Kickstarter, de son côté, demande de l’annonce et du crédit depuis août 2023, mais n’interdit rien. BackerKit restreint les contenus « uniquement générés par IA » et met en place une logique de vérification. Trois plateformes, trois approches, zéro consensus.
Review bombing
Le phénomène est devenu récurrent. La quasi-totalité des premières notes de Concordia SE sur BGG étaient des « 1 ». Puis une vague de « 10 » en contre-feu. Résultat : une moyenne de 4.7 pour un jeu dont l’édition originale est à 8.1. L’écart est hallucinant, et il ne raconte rien sur la qualité du jeu.
Sur BGG, un « 1 » est défini comme « Défie la description d’un jeu. On ne me verra jamais mort en train d’y jouer ». Un « 10 », c’est « Exceptionnel. Je veux toujours y jouer et je ne m’attends pas à ce que ça change ». La plupart des notes ne décrivent ni l’un ni l’autre. Elles expriment une position éthique sur l’IA, pas une expérience de jeu. Le système de notation de BGG est devenu un outil de protestation.
Toujours (et encore) sur BGG, la communauté a même trouvé un sobriquet: « AIWaken Realms ». Pas très subtil, mais efficace. Et sur Steam, un thread sur Tainted Grail: The Fall of Avalon a accumulé des centaines de commentaires avant d’être verrouillé.
Un débat qui va au-delà du jeu de société
Parce que le sujet ne concerne pas que Concordia, ni même qu’Awaken Realms. L’industrie est désormais clivée.
D’un côté, les anti-IA : Stonemaier Games (Wingspan, Scythe) a banni l’IA de ses processus de créa déjà en avril 2024 tout en levant années après années des revenus records. Et chez AEG, le COO Ryan Dancey a perdu son poste après avoir posté sur LinkedIn que l’IA pouvait générer des idées de jeu aussi bonnes que certains jeux présents sur le marché (dont Flip 7).
De l’autre côté : des éditeurs qui utilisent l’IA en silence et espèrent qu’on ne les remarque pas. Quand on avait interrogé plus d’une douzaine d’éditeurs pour notre enquête de février… aucun n’avait répondu. Aucun. Le silence, c’est aussi une stratégie.
Le cadre juridique ? Flou, mais en mouvement
Côté droit, ça bouge. Mais lentement. En UE, le règlement sur l’IA (AI Act) est entré en vigueur en août 2024, avec une applicabilité complète prévue au 2 août 2026. Le Parlement européen a adopté en février 2026 un rapport estimant que des violations de droits d’auteur par les fournisseurs d’IA générative sont « avérées ». En France, le Conseil d’État a rendu un avis en mars 2026 sur une proposition de loi visant une présomption d’exploitation des contenus culturels par les fournisseurs d’IA.

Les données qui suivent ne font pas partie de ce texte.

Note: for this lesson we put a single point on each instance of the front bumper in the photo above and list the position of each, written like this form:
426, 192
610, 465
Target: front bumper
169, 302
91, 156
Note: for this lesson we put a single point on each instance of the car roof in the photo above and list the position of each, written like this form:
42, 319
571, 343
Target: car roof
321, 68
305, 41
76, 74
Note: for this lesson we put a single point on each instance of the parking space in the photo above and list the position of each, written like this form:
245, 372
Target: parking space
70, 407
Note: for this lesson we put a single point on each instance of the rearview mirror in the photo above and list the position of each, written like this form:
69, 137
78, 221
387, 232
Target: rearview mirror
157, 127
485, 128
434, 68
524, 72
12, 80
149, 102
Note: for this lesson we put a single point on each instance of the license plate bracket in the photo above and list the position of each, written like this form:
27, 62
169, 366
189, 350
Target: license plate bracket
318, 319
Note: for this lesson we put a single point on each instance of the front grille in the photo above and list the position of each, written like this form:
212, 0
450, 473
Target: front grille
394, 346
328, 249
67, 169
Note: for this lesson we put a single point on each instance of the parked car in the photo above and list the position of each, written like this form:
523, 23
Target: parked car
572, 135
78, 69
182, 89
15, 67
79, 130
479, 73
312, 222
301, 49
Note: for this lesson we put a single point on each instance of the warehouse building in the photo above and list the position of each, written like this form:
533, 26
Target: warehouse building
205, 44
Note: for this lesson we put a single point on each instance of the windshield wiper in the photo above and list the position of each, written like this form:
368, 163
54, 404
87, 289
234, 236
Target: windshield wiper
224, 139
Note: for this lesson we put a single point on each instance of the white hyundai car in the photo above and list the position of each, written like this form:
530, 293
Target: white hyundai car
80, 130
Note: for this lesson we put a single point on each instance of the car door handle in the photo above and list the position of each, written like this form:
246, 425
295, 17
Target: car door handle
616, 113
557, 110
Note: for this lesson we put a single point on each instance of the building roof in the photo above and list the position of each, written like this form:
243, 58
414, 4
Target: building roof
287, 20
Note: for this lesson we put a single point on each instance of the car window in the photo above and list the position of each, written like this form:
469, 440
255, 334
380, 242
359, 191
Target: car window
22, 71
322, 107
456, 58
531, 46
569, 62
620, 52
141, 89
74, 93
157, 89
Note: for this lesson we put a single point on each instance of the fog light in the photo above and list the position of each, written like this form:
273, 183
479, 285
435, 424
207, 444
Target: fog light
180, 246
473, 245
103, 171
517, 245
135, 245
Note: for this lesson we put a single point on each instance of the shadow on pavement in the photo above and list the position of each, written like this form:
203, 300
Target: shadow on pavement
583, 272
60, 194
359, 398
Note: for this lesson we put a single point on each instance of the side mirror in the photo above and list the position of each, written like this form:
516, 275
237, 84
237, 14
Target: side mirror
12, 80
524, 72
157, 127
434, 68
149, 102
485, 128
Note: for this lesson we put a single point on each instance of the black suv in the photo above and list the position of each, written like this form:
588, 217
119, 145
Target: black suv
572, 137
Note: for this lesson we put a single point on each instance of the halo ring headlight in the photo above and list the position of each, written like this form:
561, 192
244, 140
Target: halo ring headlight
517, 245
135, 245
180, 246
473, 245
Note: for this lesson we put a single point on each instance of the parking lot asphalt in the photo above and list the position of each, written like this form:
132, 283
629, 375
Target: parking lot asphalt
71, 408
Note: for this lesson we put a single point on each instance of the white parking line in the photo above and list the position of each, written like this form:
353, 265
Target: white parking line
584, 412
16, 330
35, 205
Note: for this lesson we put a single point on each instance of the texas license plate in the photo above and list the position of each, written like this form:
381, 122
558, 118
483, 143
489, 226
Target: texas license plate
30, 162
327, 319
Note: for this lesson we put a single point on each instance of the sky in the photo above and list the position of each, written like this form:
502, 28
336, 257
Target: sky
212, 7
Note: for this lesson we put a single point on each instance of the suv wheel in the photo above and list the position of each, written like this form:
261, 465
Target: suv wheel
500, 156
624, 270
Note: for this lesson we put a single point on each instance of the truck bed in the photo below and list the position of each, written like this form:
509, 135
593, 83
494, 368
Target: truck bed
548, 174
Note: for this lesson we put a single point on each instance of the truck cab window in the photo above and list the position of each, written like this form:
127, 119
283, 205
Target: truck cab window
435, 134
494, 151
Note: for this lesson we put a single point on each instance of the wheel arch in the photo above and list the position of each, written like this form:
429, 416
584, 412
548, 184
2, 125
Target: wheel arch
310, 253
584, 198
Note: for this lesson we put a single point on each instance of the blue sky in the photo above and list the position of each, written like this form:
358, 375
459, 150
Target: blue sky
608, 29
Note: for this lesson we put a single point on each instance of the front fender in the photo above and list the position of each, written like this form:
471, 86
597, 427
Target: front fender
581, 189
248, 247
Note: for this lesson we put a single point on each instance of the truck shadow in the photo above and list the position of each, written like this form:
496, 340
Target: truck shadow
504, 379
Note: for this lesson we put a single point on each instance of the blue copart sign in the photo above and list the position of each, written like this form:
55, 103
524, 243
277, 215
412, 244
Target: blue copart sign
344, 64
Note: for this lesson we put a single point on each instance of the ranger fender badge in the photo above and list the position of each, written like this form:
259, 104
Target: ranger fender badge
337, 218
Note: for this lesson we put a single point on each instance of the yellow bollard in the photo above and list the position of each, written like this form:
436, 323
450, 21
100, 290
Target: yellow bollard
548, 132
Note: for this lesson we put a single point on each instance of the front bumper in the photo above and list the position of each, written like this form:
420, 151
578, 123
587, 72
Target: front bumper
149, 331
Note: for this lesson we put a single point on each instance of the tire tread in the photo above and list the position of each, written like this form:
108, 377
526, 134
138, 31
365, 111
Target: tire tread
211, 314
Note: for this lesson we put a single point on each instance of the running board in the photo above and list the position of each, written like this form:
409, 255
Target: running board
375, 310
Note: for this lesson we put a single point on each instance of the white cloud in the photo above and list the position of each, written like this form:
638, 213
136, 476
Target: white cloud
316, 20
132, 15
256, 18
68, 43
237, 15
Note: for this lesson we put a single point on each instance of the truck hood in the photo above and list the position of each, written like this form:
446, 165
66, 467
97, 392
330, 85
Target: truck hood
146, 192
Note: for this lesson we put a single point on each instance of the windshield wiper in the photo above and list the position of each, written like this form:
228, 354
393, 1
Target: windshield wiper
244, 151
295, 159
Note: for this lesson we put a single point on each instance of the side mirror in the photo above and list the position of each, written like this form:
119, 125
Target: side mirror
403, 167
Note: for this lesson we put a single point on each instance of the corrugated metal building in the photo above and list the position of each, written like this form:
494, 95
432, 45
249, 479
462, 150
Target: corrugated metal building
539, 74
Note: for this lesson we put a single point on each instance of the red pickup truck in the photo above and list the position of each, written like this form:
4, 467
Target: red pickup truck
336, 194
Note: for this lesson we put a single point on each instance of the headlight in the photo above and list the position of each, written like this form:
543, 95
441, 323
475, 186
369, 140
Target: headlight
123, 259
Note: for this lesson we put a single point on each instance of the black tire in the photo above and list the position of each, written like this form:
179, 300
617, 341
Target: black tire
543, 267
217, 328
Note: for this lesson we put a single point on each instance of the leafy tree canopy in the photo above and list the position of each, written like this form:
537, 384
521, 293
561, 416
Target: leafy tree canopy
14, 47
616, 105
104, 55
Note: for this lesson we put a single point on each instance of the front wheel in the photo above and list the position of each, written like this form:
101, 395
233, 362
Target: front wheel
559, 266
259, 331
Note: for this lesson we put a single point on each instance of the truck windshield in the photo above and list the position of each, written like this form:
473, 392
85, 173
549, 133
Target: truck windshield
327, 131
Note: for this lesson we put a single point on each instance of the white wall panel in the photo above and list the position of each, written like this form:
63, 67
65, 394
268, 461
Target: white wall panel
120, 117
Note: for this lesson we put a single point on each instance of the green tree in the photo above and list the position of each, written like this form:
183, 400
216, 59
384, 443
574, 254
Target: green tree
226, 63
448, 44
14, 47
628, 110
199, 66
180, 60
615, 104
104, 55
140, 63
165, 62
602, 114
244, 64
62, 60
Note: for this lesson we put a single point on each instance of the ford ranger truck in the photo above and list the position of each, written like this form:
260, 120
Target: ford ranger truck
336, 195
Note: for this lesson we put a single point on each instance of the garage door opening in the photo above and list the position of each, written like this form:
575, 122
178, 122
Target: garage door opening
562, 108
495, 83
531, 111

Aux États-Unis, la position reste : pas de copyright sans auteur humain. Et une action collective contre Stability AI et Midjourney doit passer en procès en septembre 2026. La question juridique n’est pas réglée, mais la tendance est claire : on va vers plus de transparence et de protection.
L’enquête TTGDA
Et hasard des calendrier, pour celles et ceux qui pensaient que la question IA ne concernait que les backers et les illustrateurs et illustratrices, la Tabletop Game Designers Association (TTGDA), l’association ricaine des auteurs et autrices de jeux de société, vient de publier ce 26 mars les résultats d’une enquête auprès de 171 auteurs et autrices nord-américaines. Le constat ? La moitié d’entre eux a déjà utilisé l’IA générative dans son travail. Oui, la moitié. Bienvenue dans la réalité de 2026.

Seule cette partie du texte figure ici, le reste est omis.